カリフォルニア州サンブルーノに本社を置く、Google傘下の動画サイトYouTubeは米国時間4月16日、Sony Pictures、Lions Gate Entertainment、CBS(CNET Newsの運営元)などの著名なエンターテインメント企業数社との間で、サイトにアクセスするユーザーにノーカットのテレビ番組と長編映画を提供することについて合意に達したことを発表した。
このことが意味するのは、YouTubeがあらゆる映像を取り扱うワンストップショップになることを望んでいるということだ。
その戦略は明白であるように思える。YouTubeには、すでに毎月1億人を超えるユーザーからのアクセスがあり、それだけの数の人々が、アマチュアユーザーが作った短い動画クリップからセミプロレベルの作者が作った長めのクリップまでが入り交じったライブラリの動画を視聴している。
YouTubeがあらゆる種類の動画エンターテインメントを提供しようとすることを阻むものは何もない。ユーザーの見たいものがスケートボードに乗る犬の動画であれ、「チャーリーズ・エンジェル」の再放送であれ、Brooke Shieldsの無人島冒険映画「青い珊瑚礁」であれ、YouTubeにはすべてが揃っている。YouTubeが発表から数年経ったコンテンツばかりを入手していることを批判する批評家たちも一部にいるが、多くのテレビ番組がシンジケーションのおかげで数十年にわたり人気を維持していることは指摘しなければならない。
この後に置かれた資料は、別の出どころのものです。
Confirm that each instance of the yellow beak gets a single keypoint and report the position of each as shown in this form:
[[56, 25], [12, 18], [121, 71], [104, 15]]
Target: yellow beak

人々は再放送を見るのが好きなのだ。
YouTubeのライバルで、この動きを最も心配しているのはHuluだろう。YouTubeのノーカット版コンテンツはまだHuluのものに比べて見劣りするが、そのHuluの映画のセレクションはよく言っても厚みがない。しかし最も重要なのは、YouTubeがハリウッドでの足掛かりを築いて、それによりノーカットのテレビ番組と映画を集めたライブラリを大幅に拡充するチャンスを得ようとしていることだ。
YouTube幹部は16日の電話会見で、これらのコンテンツ契約はあくまで「第一歩」に過ぎないと述べた。YouTubeが販売する広告の数とそれが生み出す売り上げの額で映画スタジオ会社に強い印象を与えることができれば、Huluにとって大きな脅威となるだろう。
今のところ、インターネット上のノーカット版コンテンツの提供ではHuluが圧倒的にリードしている。NBC UniversalとRupert Murdoch氏のNews Corp.が所有するHuluは、「30 Rock」「Dr.HOUSE」「24」「ザ・シンプソンズ」といったテレビ番組の初回放映をはるかに多く提供してきており、また「レスキュー・ミー NYの英雄たち」などのSony Picturesの番組までも提供してきた。